In this chapter, there will be an elaboration of the methodology in this research.
The overview of the study design, the subjects, the testing materials and functionalities of the ASR-supported website and the procedure of data collection are first and foremost presented. Then, the result of data analysis including the outcome of assessment and the user survey are analyzed in the following chapters.

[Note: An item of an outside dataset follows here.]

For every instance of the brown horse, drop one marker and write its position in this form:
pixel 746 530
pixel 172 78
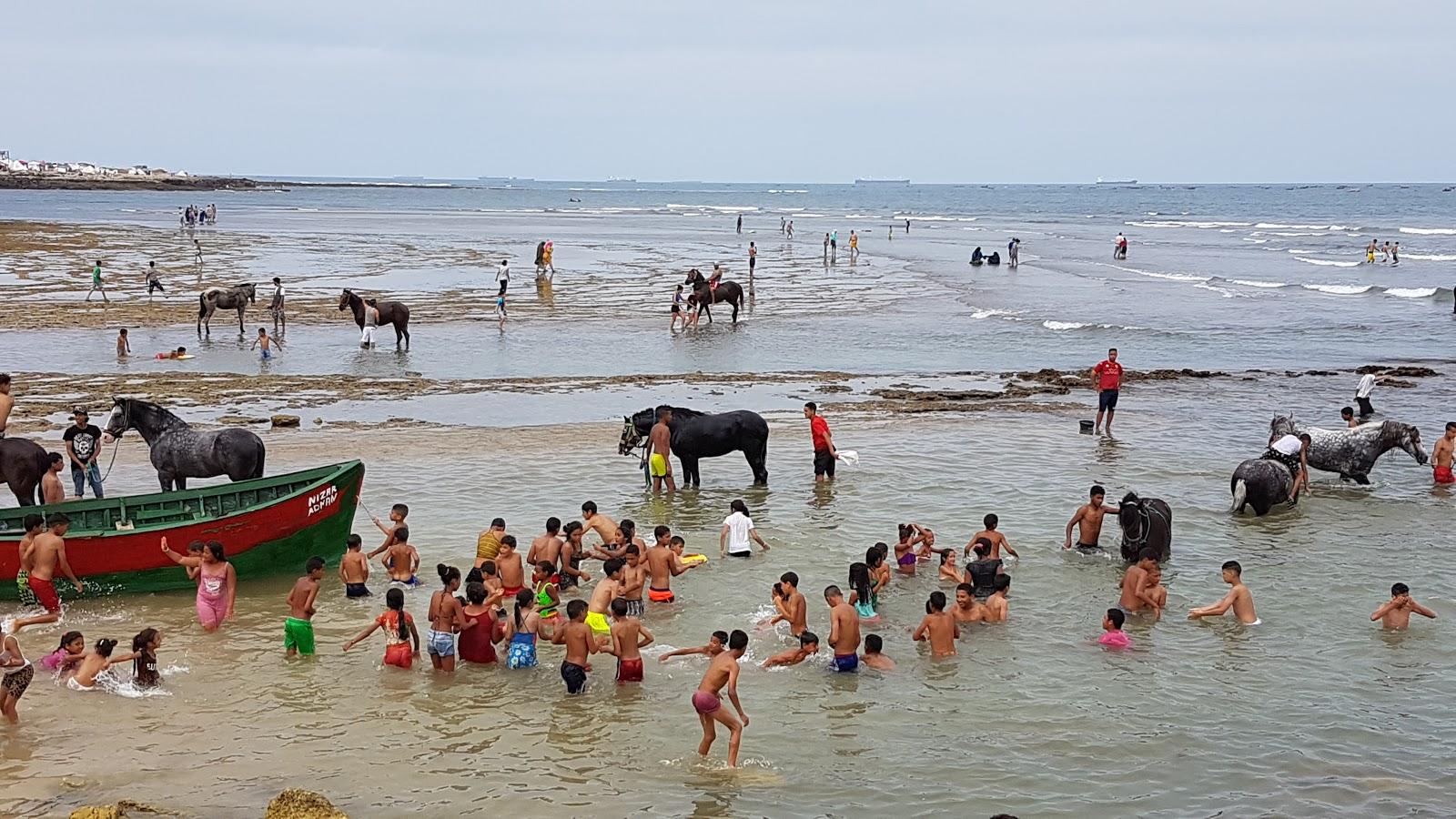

The present research aims at exploring an automatic speech recognizer free for educational purposes. The study contains two specific parts: one is to examine and compare the mispronounced words judged by ASR-based system and human raters, and the other is to investigate learners’ perceptions and responses after interacting with the ASR-based English speaking practice and assessing website, LearnMode.
3.1 Participants
To obtain a more detailed understanding of students’ difficulties in pronunciation and their perceptions of improving oral abilities with the assistance of ASR-based engine, the present study recruits 120 participants from Taipei Municipal Yong-chun Senior High School. (However, only 66 students stick to every task, so others are eliminated from the study.) These students are all second-year senior high school
students whose English grades in the CAP (Comprehensive Assessment Program for Junior High School Students) range from B to A+. The participants are informed of taking part in a project that is going to assess and diagnose their current English speaking competence, particularly focusing on their pronunciation. The researcher guides three class of students to register and log onto the website LearnMode, and ask them to try one exercise in order to ensure all of the students know how to submit the assignment at home. These students are required to read the assigned sentences and dialogues into the microphone in their typical way and at a normal speed. One thing worthy of note is that students are only allowed to hand in their spoken production once.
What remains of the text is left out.